If you'd like to reach me sometime, you can contact me at stevenjcohn@yahoo.com I was Paul's close friend for many years, and I think I can address certain things that you've brought up. I absolutely loved (and love) Paul, and I know he felt the same way. The story is a little bit more complicated than I'd like it to be, but perhaps the truth lies somewhere in between, as the old expression goes. In any event, you have my email address.
ReplyDeleteAnother quick note: Ernie Staley was at Mercersburg until the mid to late 80s, and became the school's archivist. I knew him and his wife quite well, too.

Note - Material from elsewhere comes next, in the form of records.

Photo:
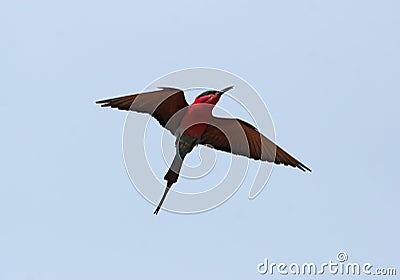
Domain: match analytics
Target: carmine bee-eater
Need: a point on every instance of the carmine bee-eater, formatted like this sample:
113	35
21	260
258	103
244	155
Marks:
194	124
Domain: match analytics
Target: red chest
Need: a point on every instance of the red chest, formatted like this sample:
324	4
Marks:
198	115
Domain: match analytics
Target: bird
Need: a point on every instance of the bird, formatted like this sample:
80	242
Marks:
194	124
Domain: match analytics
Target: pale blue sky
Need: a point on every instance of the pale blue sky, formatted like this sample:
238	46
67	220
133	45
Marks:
328	71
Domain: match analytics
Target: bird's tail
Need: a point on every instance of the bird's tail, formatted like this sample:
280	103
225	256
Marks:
171	177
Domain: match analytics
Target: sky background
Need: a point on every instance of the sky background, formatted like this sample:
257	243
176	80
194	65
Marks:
328	71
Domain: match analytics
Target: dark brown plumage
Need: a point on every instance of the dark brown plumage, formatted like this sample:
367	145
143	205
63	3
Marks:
194	124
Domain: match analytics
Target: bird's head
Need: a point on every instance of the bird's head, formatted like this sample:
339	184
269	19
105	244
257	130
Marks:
211	96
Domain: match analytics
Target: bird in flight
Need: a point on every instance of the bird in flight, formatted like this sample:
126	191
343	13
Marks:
194	124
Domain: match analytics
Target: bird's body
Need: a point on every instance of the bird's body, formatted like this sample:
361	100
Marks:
194	124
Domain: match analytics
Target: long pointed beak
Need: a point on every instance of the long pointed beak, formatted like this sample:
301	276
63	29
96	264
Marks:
222	91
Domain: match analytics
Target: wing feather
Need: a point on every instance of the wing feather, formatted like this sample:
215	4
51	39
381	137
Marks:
241	138
166	105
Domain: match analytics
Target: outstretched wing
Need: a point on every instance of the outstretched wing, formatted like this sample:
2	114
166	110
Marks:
166	105
241	138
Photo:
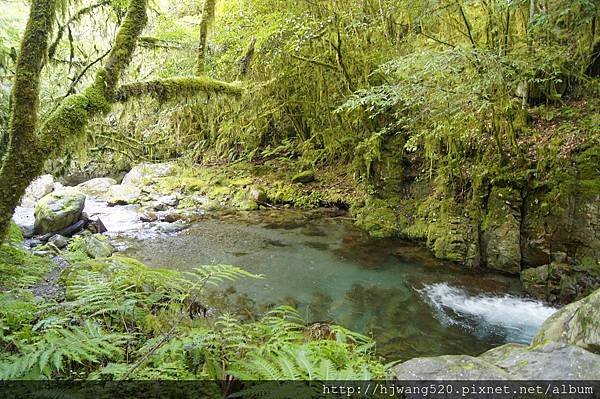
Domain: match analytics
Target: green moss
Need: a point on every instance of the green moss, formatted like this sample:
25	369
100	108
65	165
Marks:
377	218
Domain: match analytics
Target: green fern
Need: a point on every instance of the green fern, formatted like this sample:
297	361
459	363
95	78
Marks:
59	349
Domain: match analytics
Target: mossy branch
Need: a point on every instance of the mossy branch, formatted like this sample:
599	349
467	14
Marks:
167	89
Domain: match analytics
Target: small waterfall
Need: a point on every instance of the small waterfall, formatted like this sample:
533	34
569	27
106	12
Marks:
510	318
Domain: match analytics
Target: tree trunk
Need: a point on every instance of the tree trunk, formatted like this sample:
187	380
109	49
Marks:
21	162
208	13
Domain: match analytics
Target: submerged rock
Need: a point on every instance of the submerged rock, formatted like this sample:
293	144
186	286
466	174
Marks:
38	189
123	194
97	187
450	367
58	241
304	177
561	282
141	174
565	348
98	246
577	323
58	210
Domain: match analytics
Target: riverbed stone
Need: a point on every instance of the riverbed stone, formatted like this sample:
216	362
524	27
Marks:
58	241
98	246
450	367
97	187
304	177
58	210
143	173
38	188
577	323
123	194
552	361
561	282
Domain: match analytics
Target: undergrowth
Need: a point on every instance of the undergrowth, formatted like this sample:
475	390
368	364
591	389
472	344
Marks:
121	319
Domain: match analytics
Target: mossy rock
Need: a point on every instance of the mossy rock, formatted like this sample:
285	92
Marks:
577	323
98	246
58	210
304	177
377	218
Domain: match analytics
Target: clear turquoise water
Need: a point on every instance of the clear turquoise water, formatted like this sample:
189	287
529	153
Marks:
410	303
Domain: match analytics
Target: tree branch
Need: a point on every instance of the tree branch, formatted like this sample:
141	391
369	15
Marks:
167	89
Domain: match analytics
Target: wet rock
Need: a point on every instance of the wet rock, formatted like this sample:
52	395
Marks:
502	234
58	241
170	228
123	194
143	173
58	210
97	187
98	246
257	194
304	177
561	282
451	367
38	189
577	323
553	361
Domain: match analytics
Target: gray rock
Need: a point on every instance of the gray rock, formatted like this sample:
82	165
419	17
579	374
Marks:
141	174
553	361
98	246
577	323
58	241
58	210
97	187
451	367
123	194
38	189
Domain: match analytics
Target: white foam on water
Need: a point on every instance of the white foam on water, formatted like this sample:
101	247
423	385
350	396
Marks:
515	318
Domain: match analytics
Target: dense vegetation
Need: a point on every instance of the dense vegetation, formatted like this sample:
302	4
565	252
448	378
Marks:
471	125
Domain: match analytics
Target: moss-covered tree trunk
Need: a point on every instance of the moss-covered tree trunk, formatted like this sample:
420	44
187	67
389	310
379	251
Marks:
31	143
29	147
22	161
208	14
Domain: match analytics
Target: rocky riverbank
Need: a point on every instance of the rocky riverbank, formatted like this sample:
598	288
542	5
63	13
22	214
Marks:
566	347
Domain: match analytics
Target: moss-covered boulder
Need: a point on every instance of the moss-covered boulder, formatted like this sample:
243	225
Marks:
58	210
37	189
304	177
143	173
577	323
97	187
450	367
376	217
98	246
501	230
560	282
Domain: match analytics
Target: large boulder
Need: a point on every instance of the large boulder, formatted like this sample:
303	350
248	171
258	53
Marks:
38	188
577	323
58	210
97	187
141	174
502	230
98	246
123	194
560	282
553	361
450	367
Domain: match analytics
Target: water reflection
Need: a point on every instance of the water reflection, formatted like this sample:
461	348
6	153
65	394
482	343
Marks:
333	273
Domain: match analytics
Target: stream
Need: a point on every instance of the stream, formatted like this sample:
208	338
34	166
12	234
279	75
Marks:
411	303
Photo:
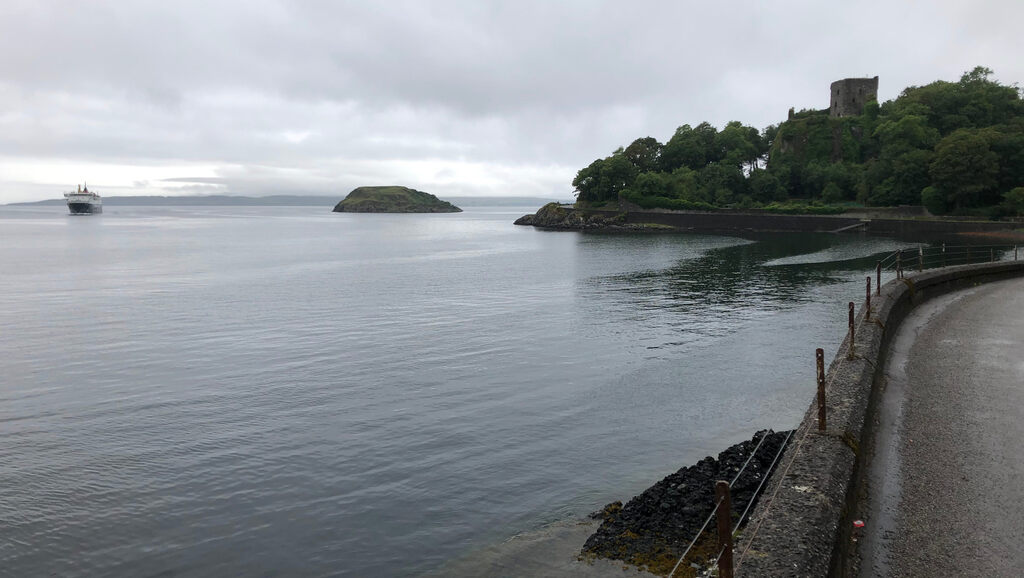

ReplyDeleteI stumbled on this on the date of my wedding anniversayr. I am a widow and was nostalgic about Paul who had lived on my MALS floor at Dartmouth for at least 2 summers maybe 3, He played the violin at my wedding in 1978 and we attended classes together. I came to Mercersburg to see his play "Godspell." Maybe he was gay, Okay. I find it hard to believe that he would compromise a student. If only other people had his curiousity, his sense of humor, and his joy for life! I grieve that he had such a diifficult death- I cried when I learned that his violin had been stolen-I'm sorry if he acted inappropriately, but i don't know how to condemn this gentle, sweet man...I the #Metoo era, we need to find a way to identify and understand what is assault.